New York employers should prepare for another potential change to employee separation practices. The New York Legislature has passed Senate Bill S372A, titled the "No Severance Ultimatums Act," which would amend the New York Labor Law to require employers to provide employees and former employees with specific notice, review, and revocation rights when offering severance agreements. The bill, which has an "immediate" effective date, passed the State Senate and Assembly and could be soon signed by the Governor.

The stated purpose of the bill is to ensure that New Yorkers receive protections when reviewing severance agreements, including sufficient time to consider the agreement before signing.

The Specifics

Covered Agreements

The bill would add a new Section 215-d to the New York Labor Law prohibiting "coercive severance ultimatums." It defines severance agreements as any agreement offered by an employer to an employee upon separation from employment, related to that separation, that requires the employee to release waivable claims against the employer.

Required Notice, Consideration Period, and Revocation Period

Under the bill, any employer offering an employee or former employee a severance agreement must notify the individual that:

  • they have the right to consult an attorney before signing;
  • they have at least 21 calendar days to review the agreement;
  • they can revoke the agreement within seven calendar days after signing; and
  • the agreement will not take effect until the seven-day revocation window closes without revocation.

The bill provides that any severance agreement that violates the notice, consideration-period, or revocation-period requirements will be deemed void and unenforceable.

Importantly, the bill does not appear to require employees to wait the full 21 days before signing.
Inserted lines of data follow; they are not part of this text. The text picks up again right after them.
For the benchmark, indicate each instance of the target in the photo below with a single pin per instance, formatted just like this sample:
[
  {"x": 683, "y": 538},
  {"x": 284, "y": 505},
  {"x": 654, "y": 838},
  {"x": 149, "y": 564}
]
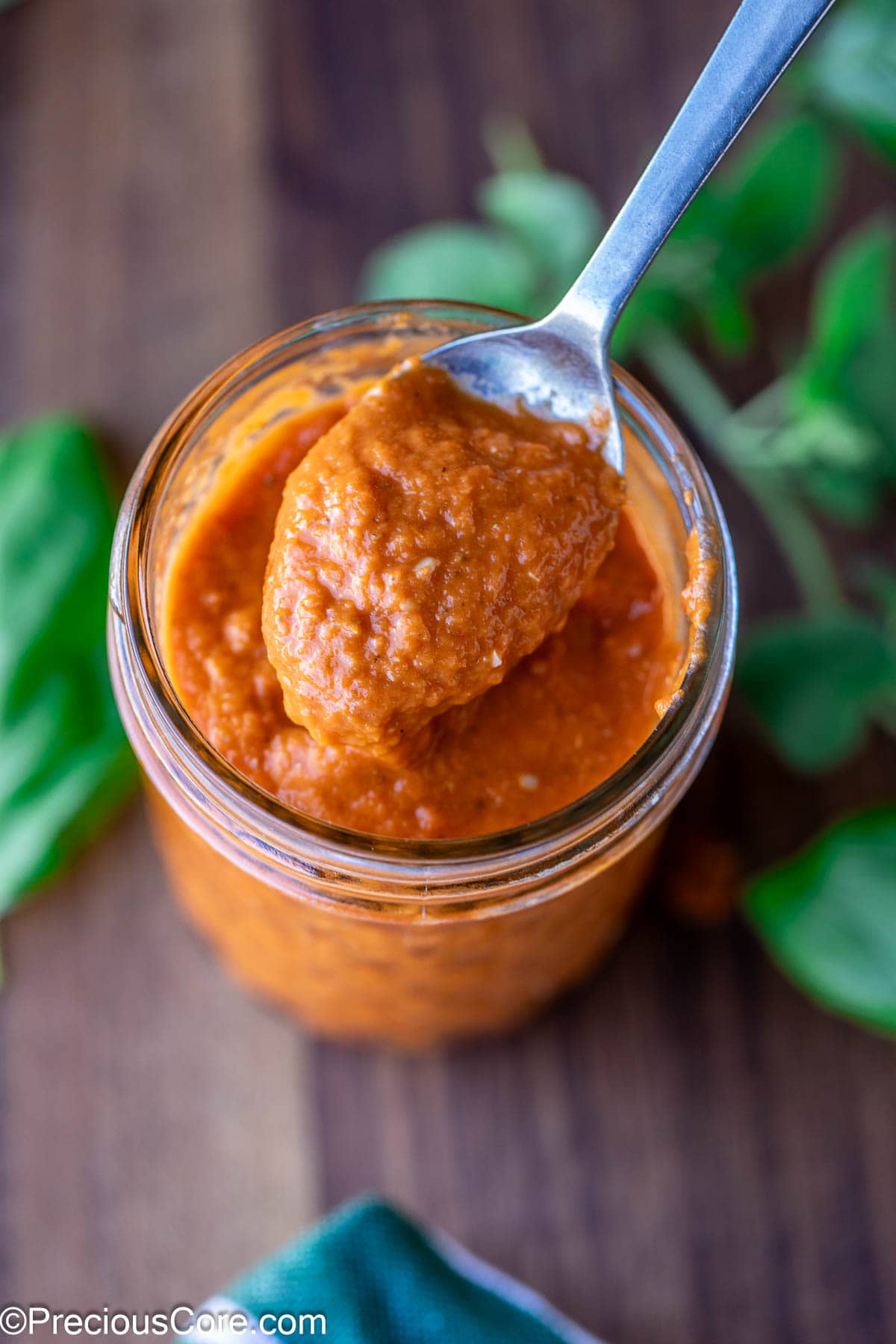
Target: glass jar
[{"x": 366, "y": 937}]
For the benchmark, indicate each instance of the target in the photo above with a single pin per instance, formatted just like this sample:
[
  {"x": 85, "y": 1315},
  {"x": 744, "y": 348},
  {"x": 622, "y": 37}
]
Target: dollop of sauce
[
  {"x": 563, "y": 719},
  {"x": 426, "y": 544}
]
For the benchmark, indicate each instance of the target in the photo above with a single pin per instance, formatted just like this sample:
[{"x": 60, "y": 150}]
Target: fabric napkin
[{"x": 375, "y": 1277}]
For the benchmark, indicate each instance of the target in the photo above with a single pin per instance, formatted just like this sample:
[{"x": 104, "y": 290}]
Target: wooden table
[{"x": 684, "y": 1149}]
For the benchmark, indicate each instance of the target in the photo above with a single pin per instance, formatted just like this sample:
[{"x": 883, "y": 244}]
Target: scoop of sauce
[
  {"x": 561, "y": 722},
  {"x": 425, "y": 544}
]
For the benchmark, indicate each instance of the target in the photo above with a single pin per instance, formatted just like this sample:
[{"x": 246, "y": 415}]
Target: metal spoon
[{"x": 561, "y": 366}]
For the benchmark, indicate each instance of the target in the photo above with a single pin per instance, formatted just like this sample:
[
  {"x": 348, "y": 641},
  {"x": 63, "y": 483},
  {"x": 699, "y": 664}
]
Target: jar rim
[{"x": 296, "y": 841}]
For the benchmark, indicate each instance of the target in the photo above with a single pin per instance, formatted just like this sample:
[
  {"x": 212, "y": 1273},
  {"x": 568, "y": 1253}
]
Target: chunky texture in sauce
[
  {"x": 426, "y": 544},
  {"x": 561, "y": 721}
]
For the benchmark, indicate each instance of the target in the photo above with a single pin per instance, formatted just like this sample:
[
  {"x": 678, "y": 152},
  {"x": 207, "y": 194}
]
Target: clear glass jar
[{"x": 364, "y": 937}]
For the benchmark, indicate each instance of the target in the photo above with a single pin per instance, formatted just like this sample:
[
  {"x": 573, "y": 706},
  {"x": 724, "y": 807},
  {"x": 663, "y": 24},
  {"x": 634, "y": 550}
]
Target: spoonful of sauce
[{"x": 450, "y": 520}]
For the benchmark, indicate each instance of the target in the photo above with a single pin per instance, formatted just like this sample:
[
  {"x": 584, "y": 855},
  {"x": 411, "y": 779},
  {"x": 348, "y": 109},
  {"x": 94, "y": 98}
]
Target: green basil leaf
[
  {"x": 828, "y": 918},
  {"x": 879, "y": 582},
  {"x": 855, "y": 293},
  {"x": 554, "y": 215},
  {"x": 777, "y": 196},
  {"x": 454, "y": 260},
  {"x": 850, "y": 70},
  {"x": 850, "y": 497},
  {"x": 815, "y": 682},
  {"x": 65, "y": 762}
]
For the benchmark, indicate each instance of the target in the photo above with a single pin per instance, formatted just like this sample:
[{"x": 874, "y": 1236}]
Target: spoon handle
[{"x": 759, "y": 42}]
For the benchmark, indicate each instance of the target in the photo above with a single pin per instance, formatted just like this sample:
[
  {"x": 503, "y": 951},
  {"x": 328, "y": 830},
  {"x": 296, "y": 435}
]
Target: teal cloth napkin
[{"x": 375, "y": 1277}]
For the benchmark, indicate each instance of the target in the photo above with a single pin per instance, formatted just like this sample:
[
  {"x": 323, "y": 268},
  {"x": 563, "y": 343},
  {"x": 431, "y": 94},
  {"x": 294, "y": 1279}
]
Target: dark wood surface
[{"x": 684, "y": 1149}]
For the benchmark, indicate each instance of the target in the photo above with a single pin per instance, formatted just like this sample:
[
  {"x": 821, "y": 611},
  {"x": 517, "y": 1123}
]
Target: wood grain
[{"x": 684, "y": 1149}]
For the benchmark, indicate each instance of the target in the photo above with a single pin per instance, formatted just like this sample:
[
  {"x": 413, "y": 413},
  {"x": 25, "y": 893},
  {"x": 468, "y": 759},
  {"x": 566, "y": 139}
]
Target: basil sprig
[{"x": 65, "y": 762}]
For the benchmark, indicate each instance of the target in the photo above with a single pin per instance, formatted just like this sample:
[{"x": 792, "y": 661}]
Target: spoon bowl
[
  {"x": 561, "y": 366},
  {"x": 555, "y": 367}
]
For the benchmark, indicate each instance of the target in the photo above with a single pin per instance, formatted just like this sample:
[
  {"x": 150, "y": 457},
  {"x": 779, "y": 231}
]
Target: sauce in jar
[{"x": 551, "y": 725}]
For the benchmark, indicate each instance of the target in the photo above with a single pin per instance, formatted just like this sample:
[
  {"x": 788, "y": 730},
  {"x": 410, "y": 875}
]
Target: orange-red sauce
[
  {"x": 426, "y": 544},
  {"x": 561, "y": 722}
]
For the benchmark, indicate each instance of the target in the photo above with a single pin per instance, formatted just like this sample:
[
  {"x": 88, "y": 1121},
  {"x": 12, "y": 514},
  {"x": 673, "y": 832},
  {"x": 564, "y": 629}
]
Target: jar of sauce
[{"x": 408, "y": 903}]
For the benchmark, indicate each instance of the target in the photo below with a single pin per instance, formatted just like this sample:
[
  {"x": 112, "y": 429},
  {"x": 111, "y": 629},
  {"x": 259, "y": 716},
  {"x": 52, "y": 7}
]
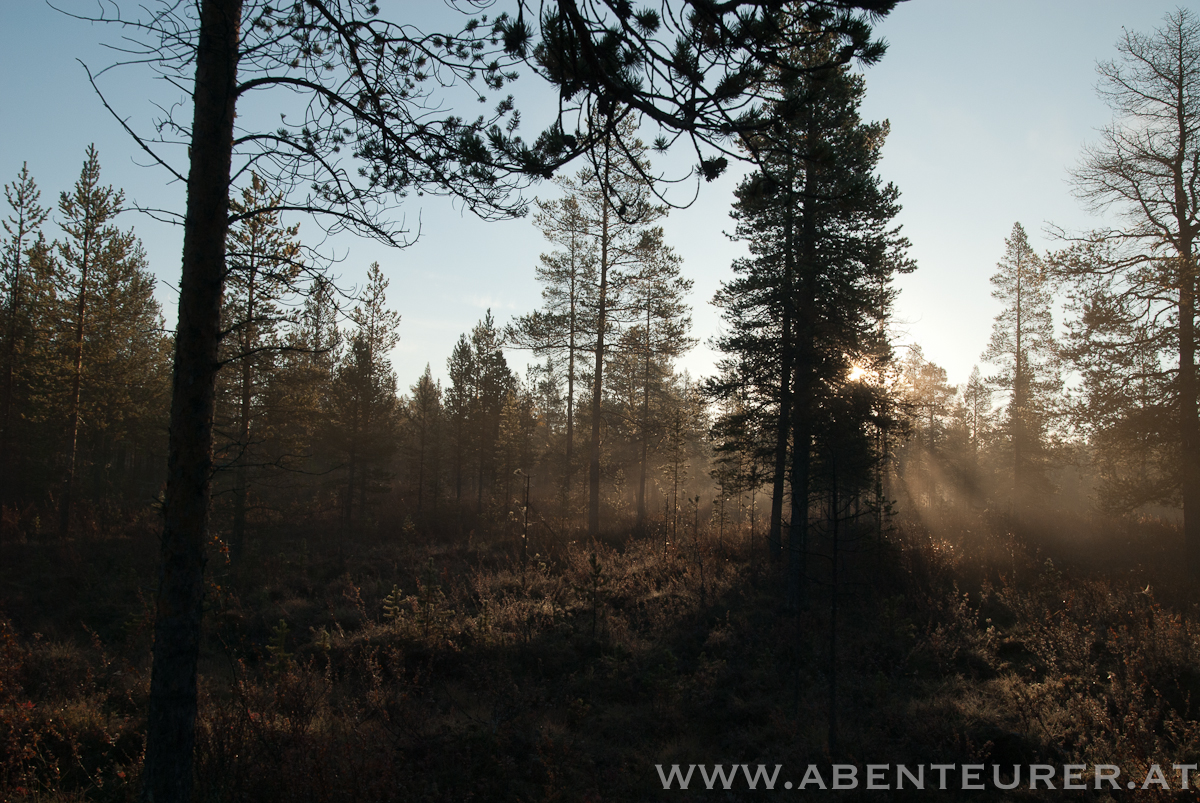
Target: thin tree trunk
[
  {"x": 76, "y": 382},
  {"x": 598, "y": 382},
  {"x": 238, "y": 539},
  {"x": 6, "y": 451},
  {"x": 171, "y": 727},
  {"x": 646, "y": 429},
  {"x": 775, "y": 535},
  {"x": 775, "y": 538},
  {"x": 1189, "y": 423}
]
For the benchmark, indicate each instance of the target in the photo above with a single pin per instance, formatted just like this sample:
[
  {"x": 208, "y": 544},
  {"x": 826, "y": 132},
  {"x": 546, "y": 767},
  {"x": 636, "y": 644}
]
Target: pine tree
[
  {"x": 805, "y": 307},
  {"x": 561, "y": 329},
  {"x": 364, "y": 395},
  {"x": 424, "y": 414},
  {"x": 655, "y": 300},
  {"x": 1137, "y": 279},
  {"x": 21, "y": 294},
  {"x": 114, "y": 343},
  {"x": 263, "y": 263},
  {"x": 1023, "y": 345},
  {"x": 492, "y": 381},
  {"x": 615, "y": 199}
]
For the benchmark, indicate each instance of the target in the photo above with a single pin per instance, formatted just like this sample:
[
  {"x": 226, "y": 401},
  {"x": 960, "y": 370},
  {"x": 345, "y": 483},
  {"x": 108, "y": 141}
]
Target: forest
[{"x": 243, "y": 559}]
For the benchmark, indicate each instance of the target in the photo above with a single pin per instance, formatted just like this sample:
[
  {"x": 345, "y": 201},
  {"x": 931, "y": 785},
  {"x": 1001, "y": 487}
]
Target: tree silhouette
[
  {"x": 1144, "y": 271},
  {"x": 371, "y": 90}
]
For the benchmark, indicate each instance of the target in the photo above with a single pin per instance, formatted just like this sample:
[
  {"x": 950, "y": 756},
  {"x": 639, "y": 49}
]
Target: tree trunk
[
  {"x": 171, "y": 727},
  {"x": 9, "y": 475},
  {"x": 775, "y": 535},
  {"x": 238, "y": 539},
  {"x": 76, "y": 382},
  {"x": 1189, "y": 424},
  {"x": 598, "y": 383},
  {"x": 645, "y": 429}
]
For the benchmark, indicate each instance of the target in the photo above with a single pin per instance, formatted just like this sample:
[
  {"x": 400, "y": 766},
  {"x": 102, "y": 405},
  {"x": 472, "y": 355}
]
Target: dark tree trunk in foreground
[{"x": 171, "y": 731}]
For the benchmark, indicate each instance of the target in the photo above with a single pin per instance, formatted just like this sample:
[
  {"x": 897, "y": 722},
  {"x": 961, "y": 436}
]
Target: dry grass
[{"x": 417, "y": 667}]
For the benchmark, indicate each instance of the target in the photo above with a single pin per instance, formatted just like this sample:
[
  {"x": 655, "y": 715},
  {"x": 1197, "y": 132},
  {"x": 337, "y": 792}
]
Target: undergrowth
[{"x": 423, "y": 667}]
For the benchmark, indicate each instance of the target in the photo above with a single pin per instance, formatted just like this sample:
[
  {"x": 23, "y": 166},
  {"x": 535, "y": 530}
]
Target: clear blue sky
[{"x": 989, "y": 103}]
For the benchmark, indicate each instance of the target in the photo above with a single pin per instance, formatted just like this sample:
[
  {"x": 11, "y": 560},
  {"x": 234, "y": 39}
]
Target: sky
[{"x": 989, "y": 103}]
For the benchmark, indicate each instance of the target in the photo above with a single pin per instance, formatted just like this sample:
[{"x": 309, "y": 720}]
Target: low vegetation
[{"x": 412, "y": 666}]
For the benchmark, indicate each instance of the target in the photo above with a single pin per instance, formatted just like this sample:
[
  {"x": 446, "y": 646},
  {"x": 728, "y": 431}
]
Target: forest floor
[{"x": 411, "y": 666}]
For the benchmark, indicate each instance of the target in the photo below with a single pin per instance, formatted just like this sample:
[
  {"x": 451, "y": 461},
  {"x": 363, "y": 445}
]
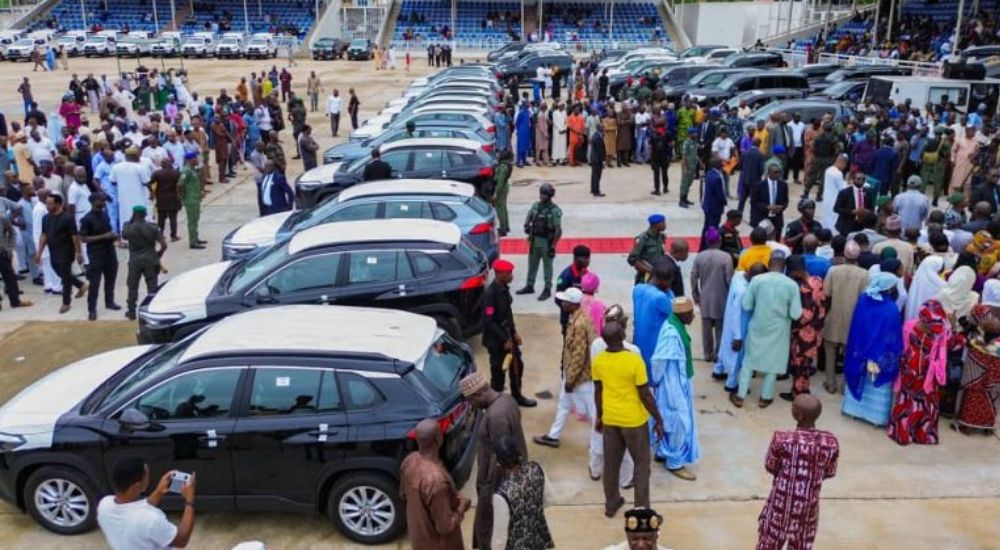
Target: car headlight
[
  {"x": 309, "y": 185},
  {"x": 10, "y": 442},
  {"x": 157, "y": 320}
]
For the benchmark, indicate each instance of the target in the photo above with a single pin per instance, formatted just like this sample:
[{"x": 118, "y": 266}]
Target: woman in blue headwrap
[{"x": 874, "y": 346}]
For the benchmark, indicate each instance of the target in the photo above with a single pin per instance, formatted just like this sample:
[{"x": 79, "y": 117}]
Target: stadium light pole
[{"x": 958, "y": 27}]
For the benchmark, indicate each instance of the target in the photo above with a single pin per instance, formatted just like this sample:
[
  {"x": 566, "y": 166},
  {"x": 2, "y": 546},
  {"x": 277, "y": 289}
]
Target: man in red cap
[{"x": 500, "y": 336}]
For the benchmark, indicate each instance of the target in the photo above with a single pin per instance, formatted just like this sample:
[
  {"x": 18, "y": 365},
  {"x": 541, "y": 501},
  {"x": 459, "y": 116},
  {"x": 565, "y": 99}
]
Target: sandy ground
[{"x": 884, "y": 496}]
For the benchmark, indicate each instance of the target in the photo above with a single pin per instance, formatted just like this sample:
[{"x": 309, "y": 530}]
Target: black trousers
[
  {"x": 64, "y": 268},
  {"x": 660, "y": 173},
  {"x": 162, "y": 216},
  {"x": 595, "y": 178},
  {"x": 497, "y": 355},
  {"x": 107, "y": 269},
  {"x": 10, "y": 279}
]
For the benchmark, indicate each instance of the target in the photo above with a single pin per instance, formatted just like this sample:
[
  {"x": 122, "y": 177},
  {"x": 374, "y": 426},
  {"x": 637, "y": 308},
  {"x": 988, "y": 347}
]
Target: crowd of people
[{"x": 82, "y": 179}]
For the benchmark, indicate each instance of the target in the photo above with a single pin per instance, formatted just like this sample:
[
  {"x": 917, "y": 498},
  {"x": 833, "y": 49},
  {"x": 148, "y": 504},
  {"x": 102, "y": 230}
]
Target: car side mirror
[{"x": 133, "y": 419}]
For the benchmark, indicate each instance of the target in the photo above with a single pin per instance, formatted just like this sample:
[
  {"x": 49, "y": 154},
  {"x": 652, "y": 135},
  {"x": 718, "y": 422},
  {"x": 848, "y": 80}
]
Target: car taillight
[
  {"x": 446, "y": 422},
  {"x": 477, "y": 281},
  {"x": 479, "y": 229}
]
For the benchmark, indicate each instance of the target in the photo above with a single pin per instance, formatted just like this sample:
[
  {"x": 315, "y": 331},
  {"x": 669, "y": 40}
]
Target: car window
[
  {"x": 442, "y": 212},
  {"x": 360, "y": 393},
  {"x": 397, "y": 160},
  {"x": 423, "y": 263},
  {"x": 378, "y": 266},
  {"x": 426, "y": 161},
  {"x": 366, "y": 211},
  {"x": 198, "y": 394},
  {"x": 404, "y": 209},
  {"x": 312, "y": 273},
  {"x": 284, "y": 391}
]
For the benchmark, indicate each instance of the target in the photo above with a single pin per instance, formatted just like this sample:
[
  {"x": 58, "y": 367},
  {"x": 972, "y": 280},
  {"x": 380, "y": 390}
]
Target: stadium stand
[{"x": 490, "y": 24}]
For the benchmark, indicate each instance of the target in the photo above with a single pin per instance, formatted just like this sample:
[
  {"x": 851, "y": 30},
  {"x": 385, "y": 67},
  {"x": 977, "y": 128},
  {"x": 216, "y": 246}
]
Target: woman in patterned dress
[
  {"x": 807, "y": 330},
  {"x": 922, "y": 370}
]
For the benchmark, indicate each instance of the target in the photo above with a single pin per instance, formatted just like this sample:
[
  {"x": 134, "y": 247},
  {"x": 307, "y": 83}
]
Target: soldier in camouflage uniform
[
  {"x": 544, "y": 228},
  {"x": 648, "y": 248}
]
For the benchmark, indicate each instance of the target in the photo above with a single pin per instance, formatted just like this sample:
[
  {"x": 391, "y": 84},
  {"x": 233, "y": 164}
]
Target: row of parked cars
[
  {"x": 108, "y": 43},
  {"x": 290, "y": 375}
]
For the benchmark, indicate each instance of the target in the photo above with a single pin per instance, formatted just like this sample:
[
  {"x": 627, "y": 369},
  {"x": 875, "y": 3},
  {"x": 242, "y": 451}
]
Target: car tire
[
  {"x": 52, "y": 482},
  {"x": 449, "y": 325},
  {"x": 363, "y": 488}
]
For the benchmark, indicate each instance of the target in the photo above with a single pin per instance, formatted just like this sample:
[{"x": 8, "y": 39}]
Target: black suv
[
  {"x": 418, "y": 158},
  {"x": 298, "y": 408},
  {"x": 328, "y": 48},
  {"x": 423, "y": 266}
]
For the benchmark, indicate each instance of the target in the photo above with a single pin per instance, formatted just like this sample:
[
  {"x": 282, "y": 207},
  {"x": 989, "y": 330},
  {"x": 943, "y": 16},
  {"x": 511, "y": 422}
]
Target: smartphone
[{"x": 177, "y": 481}]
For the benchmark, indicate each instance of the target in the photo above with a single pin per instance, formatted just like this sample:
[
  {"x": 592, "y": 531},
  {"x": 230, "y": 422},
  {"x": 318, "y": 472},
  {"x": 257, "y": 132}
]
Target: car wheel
[
  {"x": 366, "y": 508},
  {"x": 449, "y": 325},
  {"x": 61, "y": 500}
]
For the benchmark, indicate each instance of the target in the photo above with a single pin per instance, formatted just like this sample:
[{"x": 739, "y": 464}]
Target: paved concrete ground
[{"x": 884, "y": 496}]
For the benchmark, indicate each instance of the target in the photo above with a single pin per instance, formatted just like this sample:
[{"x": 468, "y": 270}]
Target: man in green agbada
[{"x": 189, "y": 188}]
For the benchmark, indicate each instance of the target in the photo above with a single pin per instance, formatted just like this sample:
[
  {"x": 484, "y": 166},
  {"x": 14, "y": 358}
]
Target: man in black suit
[
  {"x": 769, "y": 199},
  {"x": 850, "y": 204}
]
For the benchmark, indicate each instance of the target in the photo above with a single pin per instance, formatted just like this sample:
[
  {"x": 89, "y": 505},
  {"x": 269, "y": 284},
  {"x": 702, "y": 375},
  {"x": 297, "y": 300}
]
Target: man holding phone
[{"x": 131, "y": 522}]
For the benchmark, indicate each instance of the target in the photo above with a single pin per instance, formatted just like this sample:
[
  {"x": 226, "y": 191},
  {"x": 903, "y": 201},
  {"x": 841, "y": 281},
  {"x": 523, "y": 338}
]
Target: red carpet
[{"x": 598, "y": 245}]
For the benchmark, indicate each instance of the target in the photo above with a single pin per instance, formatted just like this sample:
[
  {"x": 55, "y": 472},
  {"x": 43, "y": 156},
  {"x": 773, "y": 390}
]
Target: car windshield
[
  {"x": 162, "y": 361},
  {"x": 251, "y": 270}
]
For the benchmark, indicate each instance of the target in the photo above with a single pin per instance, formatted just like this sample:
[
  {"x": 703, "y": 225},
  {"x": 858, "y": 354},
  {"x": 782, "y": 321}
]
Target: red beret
[{"x": 502, "y": 265}]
Employees may sign before the end of the consideration period, provided that the decision to shorten the review period is knowing and voluntary and is not induced by the employer through conduct like fraud or misrepresentation, or by incentivizing the employee to sign before the review period expires.

Accordingly, the proposed new law would create substantially similar provisions to the well‑known requirements to obtain a release of federal age discrimination claims under the Age Discrimination in Employment Act.

Intersection With New York General Obligations Law Section 5-336

Employers are likely familiar with New York General Obligations Law Section 5-336, which focuses primarily on nondisclosure, confidentiality, and non-disparagement provisions in agreements resolving discrimination, harassment, or retaliation claims. Unlike S372A, Section 5‑336 generally restricts employers from including confidentiality terms concerning the factual foundation of such claims unless confidentiality is the complainant's preference, and requires a written agreement and plain-language disclosure. However, like S372A, it also requires a 21-day consideration period and a 7-day revocation period to successfully effectuate the release.

By contrast, the new law would apply more broadly to severance agreements offered at separation that require employees to release any waivable claims against the employer, not just those related to harassment, discrimination, or retaliation. Thus, the new law would impose baseline restrictions for all covered severance agreements generally.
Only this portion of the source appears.